Mother’s Day is always a day of joy, reflection and a reminder of my very long journey to motherhood. The thought that it could take nine years never crossed my mind when I first started the journey.
In my twenties and early thirties, I was not even sure if I wanted to have children. Having grown up with a stay-at-home mom who always tried to make ends meet on a limited budget, I was determined to do it differently. I was focused on my career and had a hard time imagining juggling motherhood and work. I actually secretly thought that it would be a great relief if I found out that I couldn’t have children.

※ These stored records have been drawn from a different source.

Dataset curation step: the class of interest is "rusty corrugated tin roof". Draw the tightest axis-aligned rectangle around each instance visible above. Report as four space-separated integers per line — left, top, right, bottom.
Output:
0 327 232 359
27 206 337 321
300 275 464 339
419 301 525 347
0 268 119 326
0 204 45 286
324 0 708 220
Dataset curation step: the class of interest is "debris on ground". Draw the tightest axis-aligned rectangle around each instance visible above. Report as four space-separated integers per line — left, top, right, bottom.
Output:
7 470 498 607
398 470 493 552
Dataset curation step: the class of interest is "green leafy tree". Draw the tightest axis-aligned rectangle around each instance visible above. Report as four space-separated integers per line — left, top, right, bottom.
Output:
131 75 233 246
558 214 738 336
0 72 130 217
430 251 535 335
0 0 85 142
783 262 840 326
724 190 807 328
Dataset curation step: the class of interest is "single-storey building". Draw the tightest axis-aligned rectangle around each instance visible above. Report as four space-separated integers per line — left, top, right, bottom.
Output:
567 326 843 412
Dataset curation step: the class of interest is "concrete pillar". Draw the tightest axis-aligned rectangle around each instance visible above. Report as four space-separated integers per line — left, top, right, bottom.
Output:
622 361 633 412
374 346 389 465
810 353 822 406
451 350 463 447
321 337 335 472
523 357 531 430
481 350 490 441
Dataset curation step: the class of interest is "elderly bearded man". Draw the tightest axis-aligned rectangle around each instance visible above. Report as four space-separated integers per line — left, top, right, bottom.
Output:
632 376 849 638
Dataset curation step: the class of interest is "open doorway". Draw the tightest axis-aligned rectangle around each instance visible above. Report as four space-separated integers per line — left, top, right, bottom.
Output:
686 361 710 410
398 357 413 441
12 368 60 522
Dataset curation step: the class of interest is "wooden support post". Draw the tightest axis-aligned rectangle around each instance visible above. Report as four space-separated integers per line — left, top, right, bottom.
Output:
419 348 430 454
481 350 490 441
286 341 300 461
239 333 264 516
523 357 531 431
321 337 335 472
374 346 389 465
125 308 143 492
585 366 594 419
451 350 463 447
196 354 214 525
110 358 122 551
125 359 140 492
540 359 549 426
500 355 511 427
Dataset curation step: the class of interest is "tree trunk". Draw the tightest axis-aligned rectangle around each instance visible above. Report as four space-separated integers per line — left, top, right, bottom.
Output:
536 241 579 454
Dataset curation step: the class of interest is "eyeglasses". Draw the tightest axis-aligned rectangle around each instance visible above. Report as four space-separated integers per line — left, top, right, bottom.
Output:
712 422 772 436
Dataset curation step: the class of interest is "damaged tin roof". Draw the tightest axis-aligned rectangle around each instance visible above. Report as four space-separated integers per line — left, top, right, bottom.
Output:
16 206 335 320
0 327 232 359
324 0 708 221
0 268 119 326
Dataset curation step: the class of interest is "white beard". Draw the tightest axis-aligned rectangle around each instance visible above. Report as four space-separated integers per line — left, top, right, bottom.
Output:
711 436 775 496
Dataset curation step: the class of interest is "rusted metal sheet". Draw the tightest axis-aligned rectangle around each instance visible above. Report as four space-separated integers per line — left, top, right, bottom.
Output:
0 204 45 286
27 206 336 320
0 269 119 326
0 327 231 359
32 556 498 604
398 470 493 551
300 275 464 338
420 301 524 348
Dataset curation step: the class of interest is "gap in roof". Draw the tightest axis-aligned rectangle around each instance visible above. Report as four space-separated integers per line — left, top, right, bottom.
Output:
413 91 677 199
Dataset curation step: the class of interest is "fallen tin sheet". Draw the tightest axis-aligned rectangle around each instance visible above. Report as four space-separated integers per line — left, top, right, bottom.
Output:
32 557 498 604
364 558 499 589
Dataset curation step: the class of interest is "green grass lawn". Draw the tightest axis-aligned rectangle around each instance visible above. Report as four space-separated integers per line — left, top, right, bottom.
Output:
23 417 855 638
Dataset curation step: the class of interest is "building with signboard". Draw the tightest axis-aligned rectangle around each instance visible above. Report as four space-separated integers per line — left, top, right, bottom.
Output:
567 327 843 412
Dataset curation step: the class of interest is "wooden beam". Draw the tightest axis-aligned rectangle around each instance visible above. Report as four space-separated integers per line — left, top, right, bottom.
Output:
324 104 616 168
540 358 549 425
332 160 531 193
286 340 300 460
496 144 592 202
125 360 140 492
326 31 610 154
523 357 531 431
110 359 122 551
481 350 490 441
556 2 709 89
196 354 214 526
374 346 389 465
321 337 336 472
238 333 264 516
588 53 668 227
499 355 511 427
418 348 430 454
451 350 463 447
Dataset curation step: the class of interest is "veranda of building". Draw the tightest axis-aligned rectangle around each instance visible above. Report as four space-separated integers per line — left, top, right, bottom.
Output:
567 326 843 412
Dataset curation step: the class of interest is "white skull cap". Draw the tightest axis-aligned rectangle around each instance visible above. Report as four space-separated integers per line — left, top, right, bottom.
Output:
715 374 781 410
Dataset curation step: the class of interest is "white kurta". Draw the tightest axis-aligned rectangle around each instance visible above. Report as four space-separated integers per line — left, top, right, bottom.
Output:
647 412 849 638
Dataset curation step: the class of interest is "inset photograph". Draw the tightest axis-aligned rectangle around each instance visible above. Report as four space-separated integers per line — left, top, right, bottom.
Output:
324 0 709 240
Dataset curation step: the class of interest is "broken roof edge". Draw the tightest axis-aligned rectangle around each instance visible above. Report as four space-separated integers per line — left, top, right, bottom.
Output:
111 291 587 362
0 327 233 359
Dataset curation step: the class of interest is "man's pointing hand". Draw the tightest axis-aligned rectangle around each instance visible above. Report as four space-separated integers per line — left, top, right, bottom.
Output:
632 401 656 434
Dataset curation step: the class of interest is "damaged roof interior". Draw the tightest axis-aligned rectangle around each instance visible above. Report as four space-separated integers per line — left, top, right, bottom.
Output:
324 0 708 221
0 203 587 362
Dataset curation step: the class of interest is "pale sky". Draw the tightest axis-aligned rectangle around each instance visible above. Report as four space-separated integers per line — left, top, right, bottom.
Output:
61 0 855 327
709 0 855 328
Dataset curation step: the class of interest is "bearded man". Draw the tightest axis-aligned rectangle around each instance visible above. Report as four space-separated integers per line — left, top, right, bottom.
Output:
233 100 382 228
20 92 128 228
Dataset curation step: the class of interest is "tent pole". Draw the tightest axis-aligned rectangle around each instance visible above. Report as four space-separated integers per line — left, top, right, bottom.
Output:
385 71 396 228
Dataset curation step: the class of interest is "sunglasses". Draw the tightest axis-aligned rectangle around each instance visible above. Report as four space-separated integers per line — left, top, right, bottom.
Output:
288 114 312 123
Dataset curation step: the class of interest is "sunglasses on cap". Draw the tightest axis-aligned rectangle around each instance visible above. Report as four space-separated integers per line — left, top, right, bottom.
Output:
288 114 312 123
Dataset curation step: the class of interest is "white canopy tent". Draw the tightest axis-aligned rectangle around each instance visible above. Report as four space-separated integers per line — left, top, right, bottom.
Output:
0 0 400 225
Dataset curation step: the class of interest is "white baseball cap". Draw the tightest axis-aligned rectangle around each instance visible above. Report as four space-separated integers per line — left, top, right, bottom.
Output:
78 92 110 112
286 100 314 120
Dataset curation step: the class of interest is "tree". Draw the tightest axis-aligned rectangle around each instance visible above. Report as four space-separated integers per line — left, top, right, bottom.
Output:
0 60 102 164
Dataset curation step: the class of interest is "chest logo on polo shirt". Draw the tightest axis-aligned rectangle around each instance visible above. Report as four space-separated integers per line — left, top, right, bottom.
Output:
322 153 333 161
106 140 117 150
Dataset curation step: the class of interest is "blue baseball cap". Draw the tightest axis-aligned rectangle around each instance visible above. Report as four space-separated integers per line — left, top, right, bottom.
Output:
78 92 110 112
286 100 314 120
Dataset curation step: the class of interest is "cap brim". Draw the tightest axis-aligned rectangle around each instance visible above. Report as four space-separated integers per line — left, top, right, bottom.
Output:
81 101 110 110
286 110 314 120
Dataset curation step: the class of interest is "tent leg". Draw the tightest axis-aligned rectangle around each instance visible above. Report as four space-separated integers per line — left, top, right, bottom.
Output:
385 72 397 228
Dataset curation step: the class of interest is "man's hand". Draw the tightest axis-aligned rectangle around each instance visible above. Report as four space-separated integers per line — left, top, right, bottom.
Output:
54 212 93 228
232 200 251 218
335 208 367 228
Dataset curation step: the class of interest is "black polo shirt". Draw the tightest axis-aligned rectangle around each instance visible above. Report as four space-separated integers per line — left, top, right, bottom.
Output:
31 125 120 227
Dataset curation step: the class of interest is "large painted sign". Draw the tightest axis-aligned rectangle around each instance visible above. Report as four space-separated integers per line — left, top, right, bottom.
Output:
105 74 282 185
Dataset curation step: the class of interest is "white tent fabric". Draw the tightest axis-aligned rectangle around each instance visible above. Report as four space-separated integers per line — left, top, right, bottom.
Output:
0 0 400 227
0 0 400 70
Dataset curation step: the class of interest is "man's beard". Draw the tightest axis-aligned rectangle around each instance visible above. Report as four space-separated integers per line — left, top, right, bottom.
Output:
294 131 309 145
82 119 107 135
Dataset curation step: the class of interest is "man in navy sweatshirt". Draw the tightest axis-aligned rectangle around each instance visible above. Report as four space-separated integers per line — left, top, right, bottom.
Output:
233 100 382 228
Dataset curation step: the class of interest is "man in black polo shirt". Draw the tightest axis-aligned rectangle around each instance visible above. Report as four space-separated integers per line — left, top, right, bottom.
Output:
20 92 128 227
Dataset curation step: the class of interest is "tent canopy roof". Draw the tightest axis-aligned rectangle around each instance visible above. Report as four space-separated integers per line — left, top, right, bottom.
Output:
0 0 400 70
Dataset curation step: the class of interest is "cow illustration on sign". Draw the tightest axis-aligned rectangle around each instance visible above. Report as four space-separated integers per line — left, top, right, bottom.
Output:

I was in my mid-thirties by the time my husband and I decided to have a family and I figured it could take some time to get pregnant – six months, maybe even a year? Having been a very healthy person all my life, infertility never crossed my mind. By the time we decided to grow our family through adoption, I approached my late 30s. Once again, I went into it single-mindedly focused on moving forward as quickly as possible. After consulting with an adoption agency, we chose to adopt from Haiti. By the time we completed the Canadian part of the adoption process, Haiti was devastated by an earthquake that killed 300,000 people. While some adoptions were fast-tracked in the aftermath of the earthquake, for those of us who weren’t yet matched with a child, the process stalled entirely. Once again, my husband and I questioned if we’d ever become parents.
And then, during the summer of 2010, Haitian adoptions resumed and our dossier was sent to an orphanage in Port-au-Prince. At the time, the orphanage director had the ability to match children in her orphanage with prospective parents. So when we received a proposal a few weeks before Christmas of 2010 for a beautiful two-month old boy, we were overjoyed. We even hosted an open-house for our neighbors to break the news of our pending adoption and to introduce them to their “new neighbour”.
We planned our first bonding visit for January 2011 – a trip I was absolutely terrified to go on. In the aftermath of the earthquake, Haiti was a dangerous place to visit and people were discouraged to travel there unless it was absolutely essential. Well, meeting our son was essential so we went and spent a week with him at a hotel not too far from the orphanage. And then, two days after our return to Canada we received the news that he was very ill and was fighting for his life in a Haitian hospital. He survived but his diagnosis was dire. We took his medical file to SickKids, a well-renowned children’s hospital in Toronto, only to have the diagnosis confirmed and our Canadian adoption agency advising us that we would not be able to conclude his adoption. Later, we came to the conclusion that they partially gave us this advice because they were convinced that the little boy would not be alive by the time we’d finish the adoption. Devastated, we questioned if we were actually meant to be parents.
At the end of March 2011 we returned to Haiti to visit the little boy. We stayed at the orphanage with him and fed him with a syringe – one drip at a time, like a little bird. Somehow, both my husband and I were hoping for a miracle, but when we saw him upon our arrival at the orphanage, we were completely devastated. During that visit, we spent a lot of time with the orphanage director who told us that if we were to continue with our adoption journey, she would match us again. And then we learned about our daughter – not yet born but already in need of a family. We allowed ourselves to be hopeful again. Our daughter was born on July 5, 2011. 38 days later we held her in our arms for the first time but it would take another 27 months and 10 more trips to Haiti before we brought her home. The hardest part was leaving our daughter behind after each visit, not knowing when (or if) we would bring her home. I wrote about the difficulties in my post “Coming Home”.
But in the end, we did bring her home in November 2013. If anything, this journey taught me the power of love and perseverance. Today, I am thinking of all the moms out there who are waiting for their child to join their family – maybe a child not yet born or a child in a faraway country – and wish them lots of strength in their journey to motherhood.